Prosecutors, as underlined by a New York Times review of a TV documentary revisiting the investigation, “attacked Ms Routier for spending on jewelry, for playing Coolio’s ‘Gangsta’s Paradise’ (the boys’ favorite song, their father says) at their funeral, for having had breast-augmentation surgery”. I’m not saying that Routier is innocent, nor that she’s guilty: I am humble enough to recognise that I do not have the expertise to make that call. What I am saying is that someone’s breast implants have no business being brought up as part of a criminal investigation into the murder of their son.

This all matters, of course, because the justice system’s alienation of women continues to have implications that extend beyond murder cases. Say a woman, for example, comes forward with allegations of sexual harassment against a powerful man but doesn’t press charges. The public (well, part of the public) will usually react by using that fact against her, implying that if the woman isn’t pressing charges, then her accusations cannot be taken seriously.

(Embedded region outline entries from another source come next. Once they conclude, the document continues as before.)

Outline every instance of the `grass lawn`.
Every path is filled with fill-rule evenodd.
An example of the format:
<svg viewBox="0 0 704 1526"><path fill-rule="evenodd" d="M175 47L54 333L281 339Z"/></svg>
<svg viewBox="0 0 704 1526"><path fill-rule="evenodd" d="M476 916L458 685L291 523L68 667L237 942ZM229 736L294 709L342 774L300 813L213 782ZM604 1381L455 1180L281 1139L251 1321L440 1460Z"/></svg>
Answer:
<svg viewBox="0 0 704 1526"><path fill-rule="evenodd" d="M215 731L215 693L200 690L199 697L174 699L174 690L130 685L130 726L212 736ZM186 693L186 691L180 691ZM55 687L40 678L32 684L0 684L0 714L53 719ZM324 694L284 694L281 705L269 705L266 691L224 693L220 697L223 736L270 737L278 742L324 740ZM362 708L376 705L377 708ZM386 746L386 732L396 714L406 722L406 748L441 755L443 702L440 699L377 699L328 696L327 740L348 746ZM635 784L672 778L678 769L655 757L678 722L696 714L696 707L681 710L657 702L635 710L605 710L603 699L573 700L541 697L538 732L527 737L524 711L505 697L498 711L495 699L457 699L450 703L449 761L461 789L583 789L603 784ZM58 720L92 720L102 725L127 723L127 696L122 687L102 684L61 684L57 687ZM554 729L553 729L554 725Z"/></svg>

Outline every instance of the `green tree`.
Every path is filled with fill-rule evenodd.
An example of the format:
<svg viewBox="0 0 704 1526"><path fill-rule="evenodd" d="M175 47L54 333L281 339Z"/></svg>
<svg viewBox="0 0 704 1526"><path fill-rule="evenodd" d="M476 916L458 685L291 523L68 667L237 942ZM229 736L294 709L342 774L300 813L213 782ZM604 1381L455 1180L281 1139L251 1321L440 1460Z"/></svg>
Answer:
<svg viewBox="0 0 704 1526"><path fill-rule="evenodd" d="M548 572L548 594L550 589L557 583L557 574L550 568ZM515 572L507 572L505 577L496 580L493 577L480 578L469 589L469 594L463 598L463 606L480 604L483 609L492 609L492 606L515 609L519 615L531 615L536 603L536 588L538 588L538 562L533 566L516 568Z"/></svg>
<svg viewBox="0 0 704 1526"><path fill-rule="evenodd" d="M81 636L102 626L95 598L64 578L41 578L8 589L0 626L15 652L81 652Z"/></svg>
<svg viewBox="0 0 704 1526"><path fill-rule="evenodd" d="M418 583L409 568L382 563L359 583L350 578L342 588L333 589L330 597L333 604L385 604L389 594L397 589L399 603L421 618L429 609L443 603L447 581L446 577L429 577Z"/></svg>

But it’s time to understand that the justice system has for years given women serious reasons not to trust it. For one, it’s spent decades staring at our breasts, at our tight sweaters, and at our hair, scrutinizing our reactions and finding ways to twist them into sexist, stereotypical narratives. When you put it that way, I wouldn’t ride a subway car alone with the justice system – let alone place my fate in its hands.